PHILADELPHIA – After failing to land their preferred candidates, the GPS on the Eagles’ offensive coordinator search has taken a few detours.

Perhaps the most surprising one was the re-routing toward Chicago offensive coordinator Declan Doyle.

At just 29 with no previous play-calling experience, Doyle should be antithetical to everything Philadelphia signaled it was looking for in the wake of the Kevin Patullo experiment falling flat.

Is Continuity Overblown?Howie Roseman

Dec 8, 2025; Inglewood, California, USA; Philadelphia Eagles general manager Howie Roseman looks on before the game against the Los Angeles Chargers at SoFi Stadium. Mandatory Credit: Kirby Lee-Imagn Images | Kirby Lee-Imagn Images

Already, the Eagles have overcome one hurdle by getting the Bears to grant permission to talk with Doyle, something Chicago didn’t have to do for what the NFL considers a lateral move.

With no real path to play-calling with the Bears due to the presence of Ben Johnson, moving to Philadelphia to handle that would be a step up for Doyle, even with the pitfalls that accompany a meat-grinder of a market like Philadelphia.

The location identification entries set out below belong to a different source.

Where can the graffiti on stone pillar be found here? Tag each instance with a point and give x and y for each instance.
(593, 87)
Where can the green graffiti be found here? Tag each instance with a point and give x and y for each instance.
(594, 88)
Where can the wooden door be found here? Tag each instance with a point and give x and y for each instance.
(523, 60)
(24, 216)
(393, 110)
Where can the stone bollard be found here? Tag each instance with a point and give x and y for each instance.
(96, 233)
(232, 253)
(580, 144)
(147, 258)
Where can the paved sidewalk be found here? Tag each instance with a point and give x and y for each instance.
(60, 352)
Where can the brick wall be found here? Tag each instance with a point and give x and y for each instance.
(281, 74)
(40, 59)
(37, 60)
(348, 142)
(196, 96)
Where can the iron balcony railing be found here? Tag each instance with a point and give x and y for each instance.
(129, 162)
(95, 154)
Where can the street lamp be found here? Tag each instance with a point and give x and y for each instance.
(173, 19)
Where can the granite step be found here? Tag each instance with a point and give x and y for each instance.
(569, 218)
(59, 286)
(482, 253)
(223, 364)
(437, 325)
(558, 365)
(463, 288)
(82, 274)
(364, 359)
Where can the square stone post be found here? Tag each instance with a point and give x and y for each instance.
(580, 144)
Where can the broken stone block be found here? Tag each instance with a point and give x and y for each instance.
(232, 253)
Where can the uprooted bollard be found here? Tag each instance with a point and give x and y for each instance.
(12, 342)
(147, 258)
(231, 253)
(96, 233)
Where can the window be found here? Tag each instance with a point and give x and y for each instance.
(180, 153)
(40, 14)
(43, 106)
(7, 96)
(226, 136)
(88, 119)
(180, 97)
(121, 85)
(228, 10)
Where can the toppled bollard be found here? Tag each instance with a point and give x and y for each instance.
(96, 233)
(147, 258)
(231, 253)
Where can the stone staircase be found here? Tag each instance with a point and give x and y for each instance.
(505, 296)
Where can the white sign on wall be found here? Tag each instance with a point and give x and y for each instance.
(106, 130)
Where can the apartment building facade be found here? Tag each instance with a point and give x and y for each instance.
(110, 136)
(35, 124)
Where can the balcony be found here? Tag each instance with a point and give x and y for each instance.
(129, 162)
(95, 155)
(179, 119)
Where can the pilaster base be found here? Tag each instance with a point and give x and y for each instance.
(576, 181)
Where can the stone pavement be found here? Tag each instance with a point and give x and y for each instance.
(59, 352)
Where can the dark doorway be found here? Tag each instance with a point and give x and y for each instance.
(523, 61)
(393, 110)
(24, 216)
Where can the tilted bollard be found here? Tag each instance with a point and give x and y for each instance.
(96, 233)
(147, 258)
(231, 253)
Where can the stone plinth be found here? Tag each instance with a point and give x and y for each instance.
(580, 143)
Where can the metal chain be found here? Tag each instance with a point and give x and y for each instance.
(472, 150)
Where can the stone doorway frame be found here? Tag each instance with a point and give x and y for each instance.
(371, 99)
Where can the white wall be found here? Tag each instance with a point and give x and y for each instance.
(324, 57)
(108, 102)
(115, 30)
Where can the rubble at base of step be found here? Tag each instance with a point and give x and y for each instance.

Chicago is no picnic either of course and the upside for Doyle with the Eagles’ job is enormous with one successful season offering the EZ-Pass lane to a head-coaching job at 30.

The idea of continuity through a revolving door of play-callers during the Jalen Hurts era has been a staple of sports talk in Philadelphia, but if you lack patience to begin with, why would shelf life ever enter the conversation?

When the Eagles have had the opportunity to show tolerance or restraint through the growing pains of inexperienced play-callers like Patullo and Brian Johnson, they’ve declined that option.

So if you really think Doyle is some kind of play-calling prodigy born through the osmosis of Johnson’s brilliance, why not pull the trigger over the higher floor from the pedestrian nature of the recycled (Matt Nagy, Mike Kafka, Bobby Slowik etc.)?

Fortune favors the bold, not the passiveness of groupthink.

And failure comes with a reboot in 12 months anyway.

Either way, GM Howie Roseman is on record downplaying the idea of continuity.

“As much as you’d like to have continuity and would like to have guys here for a long period of time, we want to win,” Roseman said. “We have an urgency to win right now. If that comes with the ramifications that we lose good people because they’ve earned head coaching jobs, we’ll live with that.”

If the Eagles truly have that urgency, swinging for the fences on the future head coach sure seems better than settling for good enough to stick around for two years.